Everything in our Universe is held together or pushed apart by four fundamental forces: gravity, electromagnetism, and two nuclear interactions. Physicists now think they’ve spotted the actions of a fifth physical force emerging from a helium atom.
It’s not the first time researchers claim to have caught a glimpse of it, either. A few years ago, they saw it in the decay of an isotope of beryllium. Now the same team has seen a second example of the mysterious force at play – and the particle they think is carrying it, which they’re calling X17.
The team seems to discover a new particle the characteristics of which suggested it had to be a completely new kind of fundamental boson.
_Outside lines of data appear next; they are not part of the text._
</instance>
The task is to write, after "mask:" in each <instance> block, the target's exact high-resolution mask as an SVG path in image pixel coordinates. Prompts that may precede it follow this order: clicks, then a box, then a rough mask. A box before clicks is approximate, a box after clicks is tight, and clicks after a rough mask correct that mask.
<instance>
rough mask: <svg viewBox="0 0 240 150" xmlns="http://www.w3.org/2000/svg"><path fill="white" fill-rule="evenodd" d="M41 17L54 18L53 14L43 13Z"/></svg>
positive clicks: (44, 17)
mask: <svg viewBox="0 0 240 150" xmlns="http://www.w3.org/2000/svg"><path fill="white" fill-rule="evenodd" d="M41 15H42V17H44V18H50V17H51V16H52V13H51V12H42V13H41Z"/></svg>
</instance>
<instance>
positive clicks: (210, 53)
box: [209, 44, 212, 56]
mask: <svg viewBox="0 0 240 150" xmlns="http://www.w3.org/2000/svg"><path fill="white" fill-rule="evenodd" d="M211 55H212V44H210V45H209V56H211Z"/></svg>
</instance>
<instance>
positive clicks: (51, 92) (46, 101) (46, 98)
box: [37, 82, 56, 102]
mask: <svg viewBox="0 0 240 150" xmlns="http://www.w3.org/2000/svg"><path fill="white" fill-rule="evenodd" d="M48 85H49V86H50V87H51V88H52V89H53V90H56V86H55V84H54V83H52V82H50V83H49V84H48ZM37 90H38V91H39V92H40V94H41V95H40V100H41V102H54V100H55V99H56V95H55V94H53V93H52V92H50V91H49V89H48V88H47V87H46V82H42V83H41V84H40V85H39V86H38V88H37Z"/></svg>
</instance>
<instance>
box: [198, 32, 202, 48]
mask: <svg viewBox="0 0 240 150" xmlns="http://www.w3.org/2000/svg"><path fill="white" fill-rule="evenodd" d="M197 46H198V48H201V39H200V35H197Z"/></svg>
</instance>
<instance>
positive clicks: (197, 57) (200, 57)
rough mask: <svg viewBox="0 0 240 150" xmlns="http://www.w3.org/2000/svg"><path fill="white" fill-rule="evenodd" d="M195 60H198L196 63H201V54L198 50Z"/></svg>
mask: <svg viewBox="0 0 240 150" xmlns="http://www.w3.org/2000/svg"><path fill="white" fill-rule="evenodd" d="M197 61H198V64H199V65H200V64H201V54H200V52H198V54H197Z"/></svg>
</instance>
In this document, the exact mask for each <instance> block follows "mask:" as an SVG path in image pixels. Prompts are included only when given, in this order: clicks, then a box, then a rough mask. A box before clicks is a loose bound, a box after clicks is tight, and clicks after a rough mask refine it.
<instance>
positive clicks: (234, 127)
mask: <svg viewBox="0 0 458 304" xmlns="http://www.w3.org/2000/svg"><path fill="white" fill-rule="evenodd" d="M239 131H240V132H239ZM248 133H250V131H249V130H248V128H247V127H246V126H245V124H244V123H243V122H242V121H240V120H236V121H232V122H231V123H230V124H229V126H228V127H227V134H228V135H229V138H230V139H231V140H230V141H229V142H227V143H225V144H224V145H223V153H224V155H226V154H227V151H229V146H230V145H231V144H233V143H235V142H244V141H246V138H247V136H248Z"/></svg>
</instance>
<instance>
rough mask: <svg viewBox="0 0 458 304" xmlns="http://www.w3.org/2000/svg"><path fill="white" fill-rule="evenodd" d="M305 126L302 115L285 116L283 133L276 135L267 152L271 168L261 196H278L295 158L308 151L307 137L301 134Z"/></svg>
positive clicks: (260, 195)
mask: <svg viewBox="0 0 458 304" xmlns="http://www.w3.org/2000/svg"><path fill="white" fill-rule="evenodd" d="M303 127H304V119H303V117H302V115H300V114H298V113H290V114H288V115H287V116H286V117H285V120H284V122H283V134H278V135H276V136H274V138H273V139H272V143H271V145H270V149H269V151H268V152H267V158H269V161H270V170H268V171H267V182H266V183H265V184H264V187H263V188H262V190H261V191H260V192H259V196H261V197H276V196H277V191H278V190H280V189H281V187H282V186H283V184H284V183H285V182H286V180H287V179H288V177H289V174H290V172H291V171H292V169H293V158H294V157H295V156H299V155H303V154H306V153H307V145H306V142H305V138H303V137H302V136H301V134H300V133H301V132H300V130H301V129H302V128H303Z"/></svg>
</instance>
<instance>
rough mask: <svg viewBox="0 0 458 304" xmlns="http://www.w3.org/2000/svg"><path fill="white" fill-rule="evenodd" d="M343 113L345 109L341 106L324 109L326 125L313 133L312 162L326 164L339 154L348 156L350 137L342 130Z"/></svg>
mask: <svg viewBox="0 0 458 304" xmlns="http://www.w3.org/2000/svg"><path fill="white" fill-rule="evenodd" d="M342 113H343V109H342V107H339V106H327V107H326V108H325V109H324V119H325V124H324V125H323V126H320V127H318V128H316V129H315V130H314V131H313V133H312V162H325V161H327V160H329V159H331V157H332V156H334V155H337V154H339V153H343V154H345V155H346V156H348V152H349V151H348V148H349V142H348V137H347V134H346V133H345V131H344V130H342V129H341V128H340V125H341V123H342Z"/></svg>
We currently know of four fundamental forces, and we know that three of them have bosons carrying their messages of attraction and repulsion.
This new boson couldn’t possibly be one of the particles carrying the four known forces, thanks to its distinctive mass of (17 megaelectronvolts, or about 33 times that of an electron), and tiny life span (of about 10 to the minus 14 seconds).
But physics isn’t keen on celebrating prematurely. Finding a new particle is always big news in physics, and warrants a lot of scrutiny. Not to mention repeated experiment. (1)
Humans lost in their quest for more knowledge.
New… whatever we know already.
Modern physics looks the cosmos through its own lenses. And interprets everything accordingly. When something is not in place, it seeks to fill in the puzzle with a new piece. And it searches for that new piece in – where else? – this things it already knows. So like a stupid uroborus ofis (Gr. Ουροβόρος όφις) it keeps on verifying itself by looking for answers back to… itself.
Don’t you see?
There is nothing which you see that you have not seen already…
And in the beginning you were blind.
It is just that we need a new Einstein to tell us so.